Many people find the use of drugs and alcohol to be glamorous. But most individuals who have experienced their short- and long-term effects would likely tell otherwise. The problem with abusing drugs and alcohol is not just the immediate hit that your body takes while you're under the influence of these substances, but also the long-term effects that will last long after your high--and even desire--for these substances have ended.
Long-term Effects of Alcohol
Excessive drinking can cause high blood pressure, which can lead to heart disease, strokes and heart attacks. Since alcohol is processed by the liver, heavy drinking can wear the liver down, causing it to become fatty or diseased by cirrhosis or liver cancer. According to the Bowles Center for Alcohol Studies at University of North Carolina, Chapel Hill, alcohol abuse is also responsible for two per cent to four per cent of all cancer diagnoses.

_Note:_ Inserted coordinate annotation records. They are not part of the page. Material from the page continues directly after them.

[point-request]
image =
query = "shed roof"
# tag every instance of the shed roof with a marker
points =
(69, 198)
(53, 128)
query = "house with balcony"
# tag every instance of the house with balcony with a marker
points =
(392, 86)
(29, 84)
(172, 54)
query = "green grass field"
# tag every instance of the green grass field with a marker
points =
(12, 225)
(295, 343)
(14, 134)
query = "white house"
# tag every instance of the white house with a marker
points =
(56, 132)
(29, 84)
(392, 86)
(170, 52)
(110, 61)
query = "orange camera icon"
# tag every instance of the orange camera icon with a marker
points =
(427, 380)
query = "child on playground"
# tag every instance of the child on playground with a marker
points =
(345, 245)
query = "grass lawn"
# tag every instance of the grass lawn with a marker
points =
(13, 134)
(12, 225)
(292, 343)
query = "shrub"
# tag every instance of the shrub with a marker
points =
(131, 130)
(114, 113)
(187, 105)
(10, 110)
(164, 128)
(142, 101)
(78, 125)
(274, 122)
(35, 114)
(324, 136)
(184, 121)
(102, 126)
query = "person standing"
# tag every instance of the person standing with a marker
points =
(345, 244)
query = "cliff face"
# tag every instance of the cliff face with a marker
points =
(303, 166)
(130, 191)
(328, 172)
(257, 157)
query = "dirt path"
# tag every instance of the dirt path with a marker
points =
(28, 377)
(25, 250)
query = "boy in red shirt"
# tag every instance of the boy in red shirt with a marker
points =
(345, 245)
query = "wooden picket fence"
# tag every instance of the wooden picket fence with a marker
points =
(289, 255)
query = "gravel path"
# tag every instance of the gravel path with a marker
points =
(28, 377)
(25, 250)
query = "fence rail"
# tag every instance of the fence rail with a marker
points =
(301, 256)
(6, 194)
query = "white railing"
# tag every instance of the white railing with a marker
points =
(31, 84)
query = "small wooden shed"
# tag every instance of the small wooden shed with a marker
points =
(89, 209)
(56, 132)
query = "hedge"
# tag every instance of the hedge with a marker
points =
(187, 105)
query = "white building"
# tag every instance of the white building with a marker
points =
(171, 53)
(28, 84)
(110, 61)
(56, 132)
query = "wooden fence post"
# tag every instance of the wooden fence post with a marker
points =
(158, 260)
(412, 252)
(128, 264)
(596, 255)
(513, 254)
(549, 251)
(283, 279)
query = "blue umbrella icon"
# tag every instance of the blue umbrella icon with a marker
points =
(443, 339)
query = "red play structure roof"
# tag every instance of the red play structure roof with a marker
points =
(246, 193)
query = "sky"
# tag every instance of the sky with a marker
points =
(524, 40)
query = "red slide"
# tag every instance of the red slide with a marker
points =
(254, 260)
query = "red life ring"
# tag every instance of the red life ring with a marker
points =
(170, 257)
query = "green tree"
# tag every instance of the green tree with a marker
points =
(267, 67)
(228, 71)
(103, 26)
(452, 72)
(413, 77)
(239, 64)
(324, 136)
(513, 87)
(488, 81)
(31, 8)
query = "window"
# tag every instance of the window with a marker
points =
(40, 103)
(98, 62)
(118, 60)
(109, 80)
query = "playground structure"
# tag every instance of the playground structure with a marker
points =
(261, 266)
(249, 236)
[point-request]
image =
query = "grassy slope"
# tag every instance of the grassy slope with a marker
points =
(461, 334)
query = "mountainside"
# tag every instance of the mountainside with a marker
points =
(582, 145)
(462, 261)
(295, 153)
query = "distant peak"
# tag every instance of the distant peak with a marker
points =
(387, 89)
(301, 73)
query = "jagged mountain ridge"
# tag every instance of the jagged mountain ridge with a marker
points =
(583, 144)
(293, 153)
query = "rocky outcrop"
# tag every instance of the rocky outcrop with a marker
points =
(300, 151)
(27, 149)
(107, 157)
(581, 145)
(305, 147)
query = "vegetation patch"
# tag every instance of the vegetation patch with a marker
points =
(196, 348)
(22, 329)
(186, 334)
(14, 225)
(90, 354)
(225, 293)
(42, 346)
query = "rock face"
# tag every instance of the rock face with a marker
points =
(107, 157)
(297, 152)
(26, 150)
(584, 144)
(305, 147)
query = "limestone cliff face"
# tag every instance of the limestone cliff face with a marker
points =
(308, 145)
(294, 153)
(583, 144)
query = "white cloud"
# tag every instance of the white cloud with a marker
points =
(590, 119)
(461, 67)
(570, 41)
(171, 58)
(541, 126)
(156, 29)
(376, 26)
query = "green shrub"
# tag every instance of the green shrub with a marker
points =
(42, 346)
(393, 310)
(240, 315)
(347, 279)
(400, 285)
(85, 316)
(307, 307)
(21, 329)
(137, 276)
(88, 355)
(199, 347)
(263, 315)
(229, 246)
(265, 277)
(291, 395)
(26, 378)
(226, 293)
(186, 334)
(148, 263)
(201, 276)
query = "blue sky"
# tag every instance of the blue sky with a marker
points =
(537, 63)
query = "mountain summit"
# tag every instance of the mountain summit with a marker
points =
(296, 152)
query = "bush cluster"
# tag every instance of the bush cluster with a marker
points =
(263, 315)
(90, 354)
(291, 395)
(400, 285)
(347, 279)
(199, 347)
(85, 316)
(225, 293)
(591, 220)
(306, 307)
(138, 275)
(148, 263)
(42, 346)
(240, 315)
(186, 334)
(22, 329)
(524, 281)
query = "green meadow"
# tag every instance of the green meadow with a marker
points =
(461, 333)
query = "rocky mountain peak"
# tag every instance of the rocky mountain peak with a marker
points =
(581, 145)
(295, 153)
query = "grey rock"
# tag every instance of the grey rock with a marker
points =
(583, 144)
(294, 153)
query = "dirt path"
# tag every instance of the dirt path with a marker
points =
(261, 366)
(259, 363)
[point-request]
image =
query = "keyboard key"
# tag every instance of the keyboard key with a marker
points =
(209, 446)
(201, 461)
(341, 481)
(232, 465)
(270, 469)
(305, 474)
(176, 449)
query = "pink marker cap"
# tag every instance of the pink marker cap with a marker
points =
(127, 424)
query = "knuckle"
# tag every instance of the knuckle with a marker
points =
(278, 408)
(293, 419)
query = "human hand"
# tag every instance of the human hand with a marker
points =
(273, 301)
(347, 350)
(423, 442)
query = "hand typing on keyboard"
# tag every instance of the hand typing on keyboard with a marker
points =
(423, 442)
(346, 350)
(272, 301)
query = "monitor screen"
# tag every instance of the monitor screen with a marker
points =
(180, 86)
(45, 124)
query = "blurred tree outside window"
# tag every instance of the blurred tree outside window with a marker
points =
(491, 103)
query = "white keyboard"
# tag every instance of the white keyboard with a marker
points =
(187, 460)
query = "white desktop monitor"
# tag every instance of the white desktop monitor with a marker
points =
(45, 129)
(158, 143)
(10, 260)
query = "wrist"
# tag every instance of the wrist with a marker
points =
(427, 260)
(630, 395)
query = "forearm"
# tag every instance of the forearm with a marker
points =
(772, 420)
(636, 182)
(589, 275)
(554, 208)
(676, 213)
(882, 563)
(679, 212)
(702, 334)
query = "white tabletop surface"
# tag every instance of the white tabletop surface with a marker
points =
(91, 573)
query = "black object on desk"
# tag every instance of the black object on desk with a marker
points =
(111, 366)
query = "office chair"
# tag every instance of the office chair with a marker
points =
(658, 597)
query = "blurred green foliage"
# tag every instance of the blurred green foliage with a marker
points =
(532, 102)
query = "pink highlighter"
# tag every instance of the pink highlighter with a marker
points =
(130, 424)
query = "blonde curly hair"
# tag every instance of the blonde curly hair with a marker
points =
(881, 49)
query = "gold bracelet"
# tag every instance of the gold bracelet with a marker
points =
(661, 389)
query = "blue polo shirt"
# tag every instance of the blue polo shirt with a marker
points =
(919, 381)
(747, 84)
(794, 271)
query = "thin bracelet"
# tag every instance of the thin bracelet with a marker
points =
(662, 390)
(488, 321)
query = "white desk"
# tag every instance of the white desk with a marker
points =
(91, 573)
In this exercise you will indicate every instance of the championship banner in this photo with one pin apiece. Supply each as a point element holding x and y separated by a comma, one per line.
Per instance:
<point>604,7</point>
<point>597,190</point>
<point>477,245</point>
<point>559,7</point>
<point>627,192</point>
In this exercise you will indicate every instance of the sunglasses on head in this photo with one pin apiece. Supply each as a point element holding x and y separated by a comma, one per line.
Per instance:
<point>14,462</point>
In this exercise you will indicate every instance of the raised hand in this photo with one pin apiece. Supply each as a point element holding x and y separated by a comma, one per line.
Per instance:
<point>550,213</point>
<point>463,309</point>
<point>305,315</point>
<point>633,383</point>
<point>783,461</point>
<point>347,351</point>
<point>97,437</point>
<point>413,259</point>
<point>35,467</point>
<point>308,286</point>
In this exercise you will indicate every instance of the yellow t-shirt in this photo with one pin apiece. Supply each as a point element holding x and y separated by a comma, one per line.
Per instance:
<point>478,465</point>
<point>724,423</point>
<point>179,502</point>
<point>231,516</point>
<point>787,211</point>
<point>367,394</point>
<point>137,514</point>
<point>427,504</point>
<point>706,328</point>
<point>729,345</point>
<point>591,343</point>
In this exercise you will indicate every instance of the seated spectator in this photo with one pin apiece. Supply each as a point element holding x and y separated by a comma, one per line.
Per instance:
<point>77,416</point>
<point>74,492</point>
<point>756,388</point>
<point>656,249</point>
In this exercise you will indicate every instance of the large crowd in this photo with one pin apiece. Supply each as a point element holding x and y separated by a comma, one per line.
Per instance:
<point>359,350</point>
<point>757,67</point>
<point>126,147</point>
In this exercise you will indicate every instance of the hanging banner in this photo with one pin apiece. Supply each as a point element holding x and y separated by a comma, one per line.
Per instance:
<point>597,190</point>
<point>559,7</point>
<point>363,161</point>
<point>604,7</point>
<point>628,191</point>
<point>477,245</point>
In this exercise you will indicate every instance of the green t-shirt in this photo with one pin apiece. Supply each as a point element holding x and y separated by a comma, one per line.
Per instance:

Immediate Effects of Alcohol
Excessive drinking can cause an individual to become so drunk that they experience vomiting, nausea, dizziness and unconsciousness. Alcohol poisoning can also result from heavy drinking, which can result in serious illness or even death. Once the effects of alcohol wear off, an individual who drank excessively will likely experience the uncomfortable effects of a hangover, which include a pounding headache, vomiting, nausea, dizziness and body aches that can last anywhere from a few hours to more than a day. Individuals under the effects of alcohol may experience a loss of sensation, motor control and judgment, which can cause them to injure themselves or others or to make poor decisions that they would not otherwise make.
Immediate Effects of Drugs
There are three serious conditions, aside from death, that can result from ingesting too much of a drug, mixing incompatible drugs or taking a drug that has been laced with another ingredient, such as rat poison or chloroform. These conditions, according to the Bowles Center, include respiratory failure, heart attack and coma. Some prescription drugs, when taken in excess, can also cause hangover-like symptoms after the drug leaves the body. In addition to causing symptoms common to drunkenness, some drugs, such as cocaine, LSD, barbiturates and tranquillisers can cause rapid heart beat and seizures.
Long-term Effects of Drugs
Tremors and heart palpitations are two long-term effects caused by prolonged drug abuse. Amphetamines can cause open sores and other skin conditions that may or may not remain for long periods of time. Sexual dysfunction can also occur from abusing amphetamines and narcotics.
Effects of Addiction
Individuals who abuse drugs or alcohol may or may be very likely to become addicted to their substance of choice. Addiction can result in a loss of jobs, friends, family, income and even home. It can also cause varying amounts of irritability, depending on how addicting the individual's substance of choice is. Some drugs, such as heroin, even cause withdrawal sickness, which is marked by bouts of nausea, vomiting, irritability, hot flushes, shakes and cold sweats.